Abstract
The discovery of new drugs for treating the new coronavirus (SARS-CoV-2) or repurposing those already in use for other viral infections is possible through understanding of the viral replication cycle and pathogenicity. This article highlights the advantage of targeting one of the non-structural proteins, helicase (nsp13), over other SARS-CoV-2 proteins. Highlighting the experience gained from targeting Nsp13 in similar coronaviruses (SARS-CoV and MERS) and known inhibitors, the article calls for research on helicase inhibitors as potential COVID-19 therapy.
Key Words: COVID-19, Helicase, SARS-CoV-2
The severe acute respiratory syndrome coronavirus 2 (SARS-CoV-2) viral pandemic that causes coronavirus disease 2019 (COVID-19) is the worst respiratory disease outbreak of the generation, if not a century, and currently crippling the entire global fabric of the human socioeconomic life. As with other coronaviruses, SARS-CoV-2 is believed to jump species barriers and the first known human infection appeared in the Wuhan province of China in December 2019. With no known efficacious therapy for COVID-19, repurposing other known antiviral drugs and pathologies related to the lethal episode of COVID-19 are our best approach for rigorous experimental (in vitro and in vivo) tests and clinical trials. In this regard, the closely related coronaviruses such as severe acute respiratory syndrome (SARS-CoV) and Middle East respiratory syndrome (MERS-CoV) gave us good level of understanding in the replication cycle of the virus; the host reaction to infection leading to pneumonia and organ failure (or death); and potential therapeutic targets (Figure 1 ). The close genomic relationship of SARS-CoV-2 with SARS-CoV, for example, with 80% nucleotide identity has been a good playground for putting forward similar therapeutic insights. Although their infectivity was not as severe as the above-mentioned three coronaviruses, other human coronavirus that gave us clue on potential coronavirus therapeutics are 229E, HKU1, NL63 and OC43. One of the most attractive therapeutic approaches that we learnt from these coronaviruses is based on targeting key enzymes such as proteases, polymerases, and helicases, which are all involved in the replication cycle of the virus. Good examples of antiviral drugs with protease and polymerase mechanism of action are indinavir, saquinavir, lopinavir/ritonavir and remdesivir, which gained attention in recent weeks for clinical trial of COVID-19 infection (1). Our present perspective is to present the potential application of helicase inhibitors.
Figure 1.
Plausible targets for drug development against CoV2.
Unlike the structural proteins of coronaviruses such as spike (S) proteins, which showed a great deal of variability among coronavirus species, the key non-structural proteins (NSP) such as helicase (nsp13) have been shown to be conserved. This means that known therapeutics that targets these enzymes even in closely related coronavirus species could have application to SARS-CoV-2 infection. Given that, most laboratories globally are now closed due to the COVID-19 crisis and we are unable to confirm the structural details of SARS-CoV-2 helicases, therapeutic insights could be made based on what is already known in the literature.

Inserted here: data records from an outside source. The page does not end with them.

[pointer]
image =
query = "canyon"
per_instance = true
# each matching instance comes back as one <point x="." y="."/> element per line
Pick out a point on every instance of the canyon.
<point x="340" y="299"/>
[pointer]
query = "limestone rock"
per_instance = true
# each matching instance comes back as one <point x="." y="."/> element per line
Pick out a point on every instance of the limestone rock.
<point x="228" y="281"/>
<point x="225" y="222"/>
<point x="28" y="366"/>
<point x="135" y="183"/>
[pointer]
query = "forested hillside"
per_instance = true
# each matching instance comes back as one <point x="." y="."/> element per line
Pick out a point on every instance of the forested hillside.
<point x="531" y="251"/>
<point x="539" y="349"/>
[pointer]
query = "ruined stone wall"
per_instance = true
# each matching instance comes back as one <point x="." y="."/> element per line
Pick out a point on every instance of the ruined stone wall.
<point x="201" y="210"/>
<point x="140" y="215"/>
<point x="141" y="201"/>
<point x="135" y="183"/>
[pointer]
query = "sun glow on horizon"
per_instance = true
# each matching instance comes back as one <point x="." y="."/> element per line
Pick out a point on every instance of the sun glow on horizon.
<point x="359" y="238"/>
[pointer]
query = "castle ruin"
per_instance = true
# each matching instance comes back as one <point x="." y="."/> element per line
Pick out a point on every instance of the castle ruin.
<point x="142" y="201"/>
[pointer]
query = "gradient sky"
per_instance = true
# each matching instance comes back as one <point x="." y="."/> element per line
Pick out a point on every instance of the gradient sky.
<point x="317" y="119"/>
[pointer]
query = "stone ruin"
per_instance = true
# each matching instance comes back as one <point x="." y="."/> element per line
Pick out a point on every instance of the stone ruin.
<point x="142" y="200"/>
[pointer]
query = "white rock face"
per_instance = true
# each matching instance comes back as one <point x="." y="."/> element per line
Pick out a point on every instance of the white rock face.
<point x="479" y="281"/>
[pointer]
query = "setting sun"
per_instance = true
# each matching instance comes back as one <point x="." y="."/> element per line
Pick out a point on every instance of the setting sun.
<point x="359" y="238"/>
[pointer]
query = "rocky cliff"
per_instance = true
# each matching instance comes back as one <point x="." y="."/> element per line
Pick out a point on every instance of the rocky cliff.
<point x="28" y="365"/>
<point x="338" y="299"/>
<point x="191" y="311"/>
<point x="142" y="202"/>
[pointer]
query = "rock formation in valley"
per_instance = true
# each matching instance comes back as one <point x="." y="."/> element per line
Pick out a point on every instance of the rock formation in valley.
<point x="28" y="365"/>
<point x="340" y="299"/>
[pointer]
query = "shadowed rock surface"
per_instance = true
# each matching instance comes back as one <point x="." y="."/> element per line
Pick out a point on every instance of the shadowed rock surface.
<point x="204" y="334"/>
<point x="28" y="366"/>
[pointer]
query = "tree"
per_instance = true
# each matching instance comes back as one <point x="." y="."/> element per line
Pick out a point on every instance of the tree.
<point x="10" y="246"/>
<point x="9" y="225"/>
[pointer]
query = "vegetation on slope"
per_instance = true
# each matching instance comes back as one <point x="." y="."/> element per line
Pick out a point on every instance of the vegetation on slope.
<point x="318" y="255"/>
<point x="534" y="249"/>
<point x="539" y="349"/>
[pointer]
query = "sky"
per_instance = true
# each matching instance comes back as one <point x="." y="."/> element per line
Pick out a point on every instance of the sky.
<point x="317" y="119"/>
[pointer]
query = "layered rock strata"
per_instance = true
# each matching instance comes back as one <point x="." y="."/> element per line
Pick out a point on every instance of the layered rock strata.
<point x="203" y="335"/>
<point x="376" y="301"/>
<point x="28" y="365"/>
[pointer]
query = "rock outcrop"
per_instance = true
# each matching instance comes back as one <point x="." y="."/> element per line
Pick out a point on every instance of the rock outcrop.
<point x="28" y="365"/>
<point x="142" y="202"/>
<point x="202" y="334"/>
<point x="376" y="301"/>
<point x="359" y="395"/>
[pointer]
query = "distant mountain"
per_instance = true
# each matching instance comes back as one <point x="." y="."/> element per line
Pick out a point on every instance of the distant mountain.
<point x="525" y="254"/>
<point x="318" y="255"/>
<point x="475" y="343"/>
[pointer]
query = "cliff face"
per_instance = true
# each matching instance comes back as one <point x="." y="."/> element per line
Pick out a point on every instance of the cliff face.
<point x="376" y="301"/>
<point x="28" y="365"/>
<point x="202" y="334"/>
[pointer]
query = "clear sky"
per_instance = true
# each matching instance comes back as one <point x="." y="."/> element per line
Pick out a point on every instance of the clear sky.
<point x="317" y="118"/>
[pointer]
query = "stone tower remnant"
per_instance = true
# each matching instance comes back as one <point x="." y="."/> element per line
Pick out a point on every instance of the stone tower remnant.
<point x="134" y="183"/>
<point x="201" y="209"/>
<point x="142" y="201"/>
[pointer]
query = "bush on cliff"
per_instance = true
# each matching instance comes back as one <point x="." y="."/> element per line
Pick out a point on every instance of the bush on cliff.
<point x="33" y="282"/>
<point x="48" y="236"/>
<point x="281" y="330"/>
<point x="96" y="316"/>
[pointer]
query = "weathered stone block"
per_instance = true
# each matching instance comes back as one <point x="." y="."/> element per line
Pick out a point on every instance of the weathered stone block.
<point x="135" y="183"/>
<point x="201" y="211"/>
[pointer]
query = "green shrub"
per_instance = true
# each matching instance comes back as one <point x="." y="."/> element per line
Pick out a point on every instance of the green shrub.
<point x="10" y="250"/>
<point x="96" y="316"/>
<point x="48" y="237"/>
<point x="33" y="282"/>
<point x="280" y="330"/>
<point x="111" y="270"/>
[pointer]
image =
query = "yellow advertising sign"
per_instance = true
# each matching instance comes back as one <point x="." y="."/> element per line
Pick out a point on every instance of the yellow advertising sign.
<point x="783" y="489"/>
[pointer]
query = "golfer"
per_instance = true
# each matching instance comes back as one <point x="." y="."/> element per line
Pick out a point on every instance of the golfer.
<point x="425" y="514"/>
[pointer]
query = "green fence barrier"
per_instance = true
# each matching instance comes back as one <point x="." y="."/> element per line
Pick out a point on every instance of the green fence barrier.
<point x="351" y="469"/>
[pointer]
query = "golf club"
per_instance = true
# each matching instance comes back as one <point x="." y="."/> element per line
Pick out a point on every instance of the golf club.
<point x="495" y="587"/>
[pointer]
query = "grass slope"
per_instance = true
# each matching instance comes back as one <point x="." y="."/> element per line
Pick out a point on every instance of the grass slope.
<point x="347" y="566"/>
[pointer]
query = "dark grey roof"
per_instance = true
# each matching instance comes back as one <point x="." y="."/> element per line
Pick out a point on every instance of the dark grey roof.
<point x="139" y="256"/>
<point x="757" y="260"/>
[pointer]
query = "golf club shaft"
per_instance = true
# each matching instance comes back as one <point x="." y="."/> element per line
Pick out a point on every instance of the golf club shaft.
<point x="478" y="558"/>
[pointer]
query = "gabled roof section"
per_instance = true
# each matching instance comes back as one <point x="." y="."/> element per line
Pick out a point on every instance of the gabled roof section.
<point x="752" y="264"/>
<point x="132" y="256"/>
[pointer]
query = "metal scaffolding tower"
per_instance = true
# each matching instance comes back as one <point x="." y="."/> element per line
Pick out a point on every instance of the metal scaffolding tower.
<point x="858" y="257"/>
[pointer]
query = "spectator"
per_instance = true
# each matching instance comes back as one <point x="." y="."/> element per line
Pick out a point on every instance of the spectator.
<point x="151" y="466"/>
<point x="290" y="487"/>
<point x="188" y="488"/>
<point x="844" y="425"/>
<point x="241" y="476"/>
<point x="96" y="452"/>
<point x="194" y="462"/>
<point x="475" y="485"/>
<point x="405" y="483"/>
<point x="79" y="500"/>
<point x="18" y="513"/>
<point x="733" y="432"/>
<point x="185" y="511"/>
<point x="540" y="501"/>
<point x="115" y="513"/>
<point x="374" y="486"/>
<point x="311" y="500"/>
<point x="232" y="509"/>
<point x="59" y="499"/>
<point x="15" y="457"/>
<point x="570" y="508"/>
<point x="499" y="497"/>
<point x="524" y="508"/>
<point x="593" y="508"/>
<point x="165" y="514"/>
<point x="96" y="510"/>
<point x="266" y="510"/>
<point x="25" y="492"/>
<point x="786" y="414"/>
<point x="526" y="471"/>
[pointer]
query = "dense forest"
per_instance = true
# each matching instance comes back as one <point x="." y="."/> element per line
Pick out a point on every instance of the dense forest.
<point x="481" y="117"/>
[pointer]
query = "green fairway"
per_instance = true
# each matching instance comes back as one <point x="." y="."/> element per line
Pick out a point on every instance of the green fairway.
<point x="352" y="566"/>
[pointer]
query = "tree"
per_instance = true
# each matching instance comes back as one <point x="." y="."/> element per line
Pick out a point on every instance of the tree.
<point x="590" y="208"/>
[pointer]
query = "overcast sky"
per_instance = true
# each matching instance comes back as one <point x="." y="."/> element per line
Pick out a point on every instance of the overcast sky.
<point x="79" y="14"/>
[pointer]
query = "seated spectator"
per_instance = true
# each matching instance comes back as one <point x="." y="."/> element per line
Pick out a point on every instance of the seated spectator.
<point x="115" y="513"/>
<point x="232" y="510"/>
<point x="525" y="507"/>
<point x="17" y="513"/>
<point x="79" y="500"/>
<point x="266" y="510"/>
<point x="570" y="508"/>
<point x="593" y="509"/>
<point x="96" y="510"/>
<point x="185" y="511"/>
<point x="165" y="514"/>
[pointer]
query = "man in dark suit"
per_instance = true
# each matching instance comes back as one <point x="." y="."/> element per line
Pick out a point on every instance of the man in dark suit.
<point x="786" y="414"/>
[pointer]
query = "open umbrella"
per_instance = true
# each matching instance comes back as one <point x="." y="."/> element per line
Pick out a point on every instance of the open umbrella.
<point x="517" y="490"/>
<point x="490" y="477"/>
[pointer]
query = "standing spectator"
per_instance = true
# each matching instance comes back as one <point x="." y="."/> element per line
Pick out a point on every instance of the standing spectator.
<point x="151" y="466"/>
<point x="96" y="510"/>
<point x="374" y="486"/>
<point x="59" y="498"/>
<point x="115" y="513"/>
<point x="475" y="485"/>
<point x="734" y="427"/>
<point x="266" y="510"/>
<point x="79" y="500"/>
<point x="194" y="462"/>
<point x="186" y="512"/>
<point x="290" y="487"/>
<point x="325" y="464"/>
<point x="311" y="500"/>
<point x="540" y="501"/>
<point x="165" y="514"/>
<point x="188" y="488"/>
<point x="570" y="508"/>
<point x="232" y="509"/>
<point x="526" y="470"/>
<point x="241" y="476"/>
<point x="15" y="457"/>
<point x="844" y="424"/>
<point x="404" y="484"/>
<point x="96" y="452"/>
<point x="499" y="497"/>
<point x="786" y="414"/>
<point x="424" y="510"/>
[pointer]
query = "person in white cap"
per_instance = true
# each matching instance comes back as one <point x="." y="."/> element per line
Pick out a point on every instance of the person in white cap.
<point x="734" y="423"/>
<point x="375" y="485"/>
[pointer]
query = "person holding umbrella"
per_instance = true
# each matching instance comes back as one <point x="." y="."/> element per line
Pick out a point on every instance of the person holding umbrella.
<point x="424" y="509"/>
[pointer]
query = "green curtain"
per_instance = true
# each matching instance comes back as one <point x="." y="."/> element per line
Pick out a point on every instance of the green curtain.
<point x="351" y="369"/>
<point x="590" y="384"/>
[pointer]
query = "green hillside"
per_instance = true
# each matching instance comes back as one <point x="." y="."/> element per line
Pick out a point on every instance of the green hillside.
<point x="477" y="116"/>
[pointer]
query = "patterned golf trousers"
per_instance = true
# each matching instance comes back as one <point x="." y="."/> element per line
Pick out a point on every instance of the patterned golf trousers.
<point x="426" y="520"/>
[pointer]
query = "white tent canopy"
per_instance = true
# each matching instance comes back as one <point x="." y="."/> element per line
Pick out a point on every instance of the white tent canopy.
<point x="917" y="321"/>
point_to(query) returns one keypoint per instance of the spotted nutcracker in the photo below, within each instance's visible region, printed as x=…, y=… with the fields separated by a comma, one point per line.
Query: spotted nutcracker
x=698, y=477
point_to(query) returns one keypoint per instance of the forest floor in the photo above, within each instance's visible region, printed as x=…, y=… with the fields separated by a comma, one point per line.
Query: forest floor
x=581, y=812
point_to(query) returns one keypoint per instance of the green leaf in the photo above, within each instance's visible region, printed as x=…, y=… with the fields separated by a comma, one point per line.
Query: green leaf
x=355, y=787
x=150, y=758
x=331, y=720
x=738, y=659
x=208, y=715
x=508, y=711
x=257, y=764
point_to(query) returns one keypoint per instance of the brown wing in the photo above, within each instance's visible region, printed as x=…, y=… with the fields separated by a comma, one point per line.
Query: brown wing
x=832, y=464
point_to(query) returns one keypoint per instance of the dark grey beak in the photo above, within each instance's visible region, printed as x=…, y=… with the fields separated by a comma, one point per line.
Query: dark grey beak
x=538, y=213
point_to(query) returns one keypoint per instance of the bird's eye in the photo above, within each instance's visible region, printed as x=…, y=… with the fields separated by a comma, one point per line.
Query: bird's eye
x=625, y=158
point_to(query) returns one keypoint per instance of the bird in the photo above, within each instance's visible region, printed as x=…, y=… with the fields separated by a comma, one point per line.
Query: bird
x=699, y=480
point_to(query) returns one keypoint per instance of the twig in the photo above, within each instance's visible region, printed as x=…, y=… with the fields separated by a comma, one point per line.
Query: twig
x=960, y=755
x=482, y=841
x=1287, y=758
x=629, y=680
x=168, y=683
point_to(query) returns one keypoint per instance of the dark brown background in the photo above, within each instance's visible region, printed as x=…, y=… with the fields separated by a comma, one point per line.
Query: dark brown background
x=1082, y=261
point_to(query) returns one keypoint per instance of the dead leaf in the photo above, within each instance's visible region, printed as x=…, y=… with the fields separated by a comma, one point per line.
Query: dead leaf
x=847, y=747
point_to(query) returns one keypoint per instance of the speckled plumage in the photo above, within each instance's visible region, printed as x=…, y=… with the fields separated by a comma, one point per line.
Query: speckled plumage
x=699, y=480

Studies on SARS-CoV nsp13 have shown that the enzyme catalyses an NTP-dependent 5′–3′ direction unwinding reaction to covert duplex oligonucleotides (either RNA or DNA) into single strands (2,3). The various binding domains of the enzyme including the zinc-binding domain, stalk domain, 1B domain, 1A domain and 2A domain have been established. Of these, the direct effect of domain 1A in unwinding has been postulated (3). The study by Mirza and Froeyen (4) based on in silico modelling and virtual screening included SARS-CoV-2 nsp13, with its predicted similarity in amino acids/protein profile with SARS- and MERS-Nsp13. They have shown that small molecular weight compounds with potential to inhibit the putative ATP binding site associated with the NTPase activity have promise. Moreover, the NTPase active site residues of SARS-CoV-2 including Lys288, Ser289, Asp374, Glu375, Gln404 and Arg567 are conserved and predicted to be similar with SARS-Nsp13. An interesting insight into the putative role of ATP hydrolysis site of the SARS-CoV nsp13 has also been presented by Jia et al. (3) They have shown that SARS-nsp12 (RNA polymerase) can also play a role by enhancing the helicase activity of SARS-Nsp13 through direct interaction: data that appears to be in agreement with other studies (5). Noting the differential characteristics of nsp13 in unwinding duplex RNA and duplex DNA, Jang et al. (6) also highlighted the requirement of ATP for the enzymatic activity. Other interesting data on the subject came from MERS-CoV helicase nsp13 study by Zaher et al. (7) who identified some potential inhibitors based on in silico molecular docking experiment.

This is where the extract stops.